そんななか、読売新聞オンラインは沖縄県(6月20日が期限)を除く9都道府県について、政府が今月末まで宣言を延長する方向で調整に入ったことを報じた。
懸念されるのは、いまも臨時休館が続く美術館・博物館の対応だ。当初、5月11日までとされていた今回の宣言では、国と都でミュージアムをめぐる対応が分かれた。国立施設は再開、都立施設は休館継続という別々の動きを見せ、大きな混乱を招いたことは記憶に新しい。11日には国が折れるかたちで都内の国立施設はすべて休館継続となり、私立美術館も多くが休館を続けてる。
いっぽうで劇場や百貨店では営業を再開するケースも見られ、ミュージアムの休館継続には多くの疑問が残ったままだ。今回の宣言ではこれ以上の延長がなくとも、休館期間は1ヶ月を超えることになる。多くの施設にとってかきいれ時だった大型連休も休館によって逃したミュージアムにとって、これ以上の休館継続は経営的に大きなダメージとなることは間違いない。
ミュージアムはコロナ禍で事前予約制の導入や来館者のアルコール消毒、検温などの対策を進めてきた。いま都内で営業を続ける私立美術館には、1時間あたりの予約受付数を少数に制限する施設もあり、人流を抑制しつつ開館することは可能だ。また、そもそもミュージアムは作品や資料を維持するために、温湿度を一定に保つ強力な空調装置を24時間稼働させている。

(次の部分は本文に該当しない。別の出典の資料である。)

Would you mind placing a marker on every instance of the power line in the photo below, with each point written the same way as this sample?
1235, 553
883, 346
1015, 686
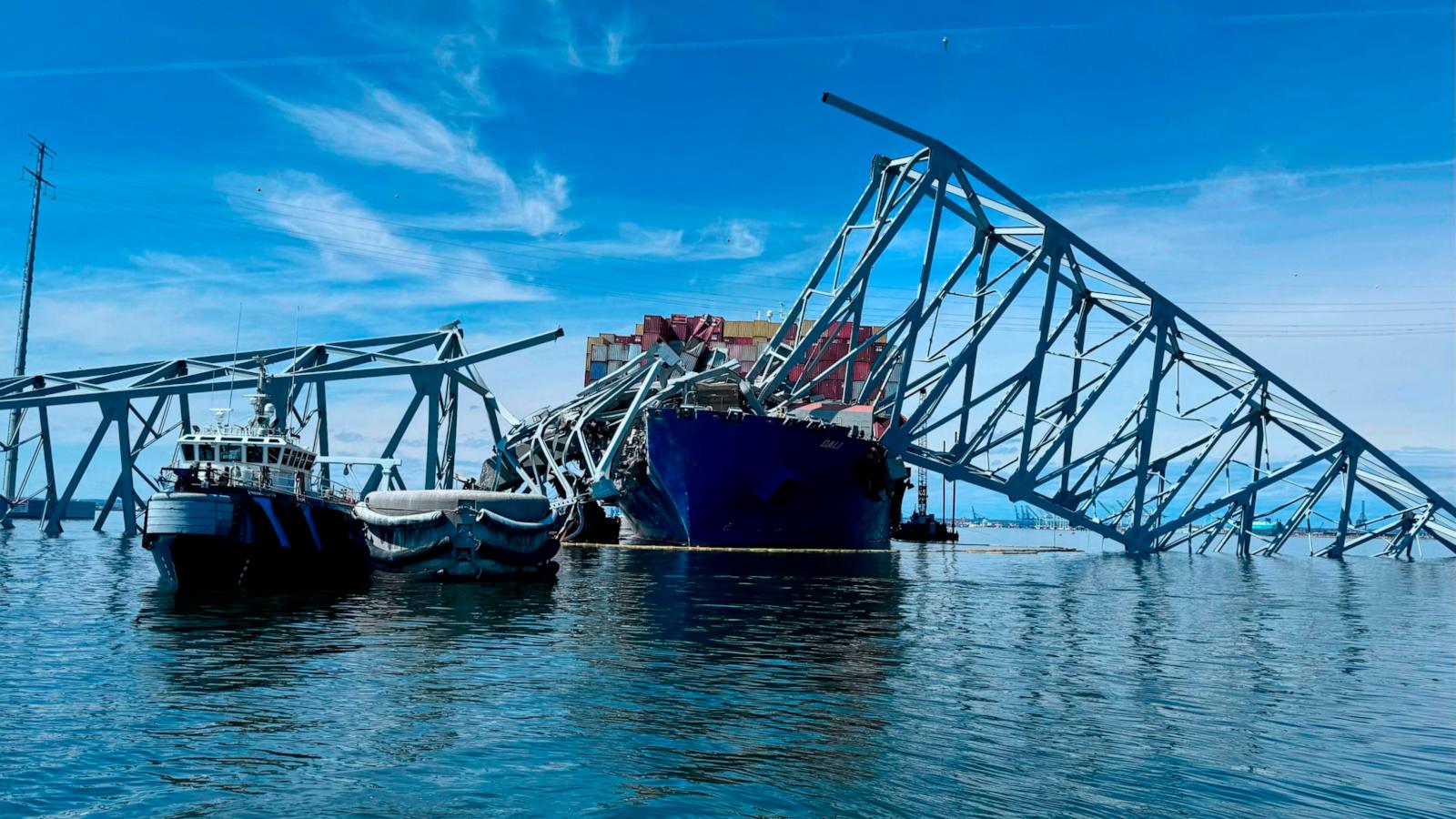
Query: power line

文化庁の都倉長官は11日に発したメッセージのなかで「文化芸術活動の休止を求めることは、あらゆる手段を尽くした上での最終的な手段であるべき」「文化芸術活動は、断じて不要でもなければ不急でもありません。(中略)社会全体の健康や幸福を維持し、私たちが生きていく上で、必要不可欠なものである」と明言している。こうした文化庁の姿勢を自治体と共有し、ミュージアムは本当に休館すべきかどうかが議論される必要がある。